Lawyers old enough to remember the word processing program WordPerfect will fondly recall its ability to Reveal Codes and display bracketed formatting instructions. Seeing the formatting codes made it simple to alter or delete them. The tags in an XML-formatted document are also bracketed, and XML is termed “extensible” because users can create custom tags.
So, when Microsoft shifted Word, Excel and PowerPoint to open file formats, the Office programs stored files in XML, not binary formats–hence the “X” added to the file’s extension. Another key change was to integrate lossless compression such that Office programs compressed the XML using the Zip compression algorithm, substantially reducing file sizes compared to the previous binary formats.
If you were to look at the contents of an Office Open XML file as it’s stored natively, you’d see that the file begins with the initials PK (in ASCII; it’s 504B in hexadecimal).
That PK at the start of the file serves an important purpose. It’s the file’s binary header signature. In computing, a file’s header refers to data occurring at or near the start of the file that serves to identify the type of data contained in the file and may also furnish information about the file’s length, structure or other characteristics. That PK means that the file data that follows is encoded and compressed with Zip compression. In other words, as a file header,” PK” signals to the operating system that the data will only make sense if it is interpreted as Zip-compressed content.
Why PK? Because the fellow who came up with the Zip compression algorithm was named Phil Katz! Katz insured his place in history by using his initials as the binary header signature for Zip files.
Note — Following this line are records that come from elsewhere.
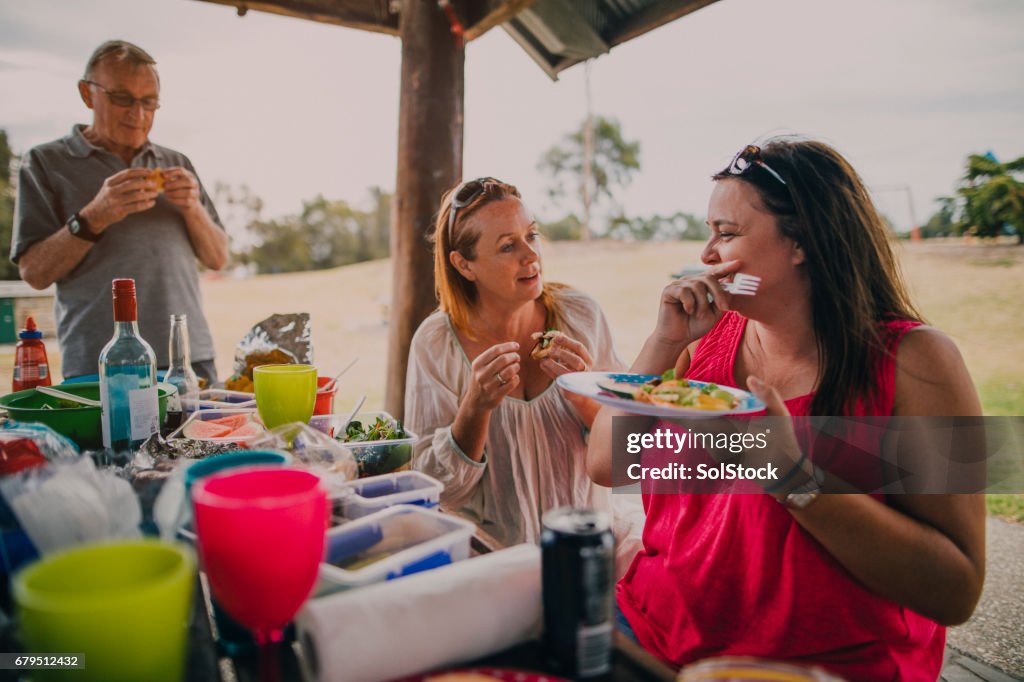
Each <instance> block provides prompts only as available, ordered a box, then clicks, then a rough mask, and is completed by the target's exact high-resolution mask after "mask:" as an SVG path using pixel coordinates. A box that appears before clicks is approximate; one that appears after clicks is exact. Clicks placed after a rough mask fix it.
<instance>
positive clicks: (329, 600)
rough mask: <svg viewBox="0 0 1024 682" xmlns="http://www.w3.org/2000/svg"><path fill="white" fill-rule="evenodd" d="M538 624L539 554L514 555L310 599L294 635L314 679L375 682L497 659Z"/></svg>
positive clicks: (533, 628)
mask: <svg viewBox="0 0 1024 682" xmlns="http://www.w3.org/2000/svg"><path fill="white" fill-rule="evenodd" d="M542 621H543V610H542V605H541V551H540V549H539V548H537V547H536V546H534V545H517V546H515V547H510V548H508V549H504V550H500V551H498V552H493V553H490V554H486V555H484V556H481V557H476V558H472V559H467V560H465V561H458V562H456V563H453V564H451V565H447V566H443V567H441V568H435V569H433V570H428V571H425V572H422V573H417V574H415V576H410V577H408V578H401V579H398V580H395V581H389V582H387V583H379V584H377V585H371V586H368V587H362V588H357V589H354V590H350V591H348V592H341V593H337V594H333V595H329V596H326V597H322V598H319V599H310V600H309V601H308V602H306V605H305V606H304V607H303V609H302V611H301V612H300V613H299V615H298V616H297V617H296V626H297V628H298V636H299V642H300V643H301V646H302V652H303V656H304V658H305V664H306V667H307V668H308V672H309V673H310V675H311V677H312V679H314V680H317V681H319V682H381V681H382V680H391V679H394V678H399V677H403V676H407V675H414V674H416V673H421V672H424V671H428V670H431V669H434V668H438V667H441V666H450V665H453V664H458V663H463V662H468V660H472V659H474V658H479V657H481V656H485V655H488V654H492V653H496V652H498V651H501V650H503V649H506V648H508V647H510V646H514V645H515V644H519V643H520V642H524V641H526V640H528V639H532V638H535V637H537V636H538V635H539V634H540V631H541V626H542Z"/></svg>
Because the file’s extension is .docx, the computer’s operating system will launch Word to open it and Word will decompress the file’s contents, load the XML within and display it in the familiar Word interface. The user doesn’t see the XML.
But you can peek at the xml contents if you trick the operating system to decompress the file instead of letting Word do it. Simply make a copy of a Word file you want to explore and change (i.e., rename) the copy’s extension from .docx to .zip. Now, open the renamed copy. Your operating system should decompress the file using the default compression program and allow you see the guts of your Word document.
Example: As the figure below shows, my Word file for this post, called BIYC 2019_0423, was renamed with a Zip file extension and opened in WinZip to decompress the contents. You can now see all the pieces that make up the Word file. The formatted text of the file is stored in XML in a subfile called “document.xml.”
The next figure shows a snippet of what the contents of document.xml look like opened in Notepad. I’ve replaced the words “Phil Katz” and “Katz” with the text “REDACTED.” When I saved the redacted file and updated the Zip archive, the file was properly redacted, yet the altered file remained in its native Word format at all times and the contents sought to be redacted were thoroughly excised.
My point is not, “Hey, do this yourself.” Not at all. My sole point is that the Open XML structure of Microsoft Office files makes it feasible to access and reliably alter the contents of these native formats. That’s been true for a dozen years. Native redaction is real. For Word, Excel and PowerPoint and for PDF files, too. You don’t have to take my word for it. You can run your own test and make up your own mind.
Isn’t it time we started demanding tools to redact natively instead of clinging to the idiotic, error-prone and labor-intensive ways we do it? If native redaction tools are already out there, when will we smarten up enough to use and trust them? Mueller? Mueller?